Yvonne is a specialist paediatric dentist who has worked in the hospital and community settings in Australia and New Zealand, worked in specialist private practice, and has been involved in undergraduate clinical teaching in Paediatric Dentistry. Yvonne has an interest in working with individuals with special care needs and this is also the focus of her ongoing research through the Telethon Kids Institute on oral health and its impacts in children and adults with Rett syndrome which she has continued in her doctoral research as a PhD candidate at The University of Queensland.

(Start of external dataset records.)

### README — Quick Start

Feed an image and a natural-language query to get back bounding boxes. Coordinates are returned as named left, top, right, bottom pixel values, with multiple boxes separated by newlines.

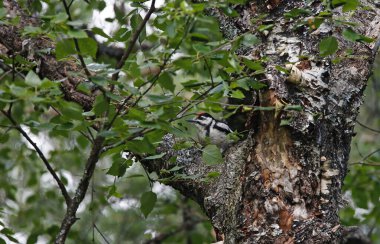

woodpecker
left=187, top=113, right=232, bottom=151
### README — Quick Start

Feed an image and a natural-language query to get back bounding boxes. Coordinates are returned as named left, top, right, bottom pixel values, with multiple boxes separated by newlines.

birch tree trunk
left=152, top=1, right=380, bottom=243
left=0, top=0, right=380, bottom=243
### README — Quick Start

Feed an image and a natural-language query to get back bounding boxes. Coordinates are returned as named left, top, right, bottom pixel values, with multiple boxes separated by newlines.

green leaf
left=331, top=0, right=360, bottom=12
left=144, top=153, right=166, bottom=160
left=140, top=191, right=157, bottom=218
left=342, top=28, right=374, bottom=43
left=343, top=0, right=360, bottom=12
left=158, top=72, right=175, bottom=92
left=55, top=39, right=76, bottom=60
left=26, top=233, right=39, bottom=244
left=106, top=158, right=132, bottom=177
left=319, top=36, right=338, bottom=57
left=231, top=90, right=245, bottom=99
left=78, top=38, right=98, bottom=58
left=25, top=70, right=42, bottom=87
left=202, top=145, right=223, bottom=165
left=284, top=8, right=311, bottom=19
left=131, top=13, right=146, bottom=43
left=67, top=30, right=88, bottom=39
left=92, top=27, right=110, bottom=39
left=93, top=94, right=108, bottom=116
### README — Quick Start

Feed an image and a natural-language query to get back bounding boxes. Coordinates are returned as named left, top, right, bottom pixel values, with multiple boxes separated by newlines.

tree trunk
left=0, top=0, right=380, bottom=243
left=155, top=1, right=380, bottom=243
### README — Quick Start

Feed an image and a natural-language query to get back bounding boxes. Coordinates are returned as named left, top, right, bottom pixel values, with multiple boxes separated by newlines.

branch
left=1, top=110, right=71, bottom=206
left=62, top=0, right=91, bottom=80
left=107, top=18, right=191, bottom=129
left=55, top=136, right=105, bottom=244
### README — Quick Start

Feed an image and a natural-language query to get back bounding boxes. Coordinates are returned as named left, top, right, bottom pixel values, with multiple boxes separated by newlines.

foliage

Porntida (Mai) Tanjitpiyanond

School of Psychology
3MT title - The rich and the poor: A Narrative of Inequality

Porntida (Mai) is a PhD candidate working with Professor Jolanda Jetten and Dr. Kim Peters on a project examining how rising economic inequality shapes categorization processes and the stereotyping of wealth groups. In 2021, Porntida was awarded the Outstanding Postgraduate Research award by the Society of Australasian Social Psychologists. Alongside her PhD, Porntida is involved in different research projects which aim to understand how structural factors (e.g., inequality, democracy) can shape people’s psychology and behaviours (e.g., collective action, policy decisions).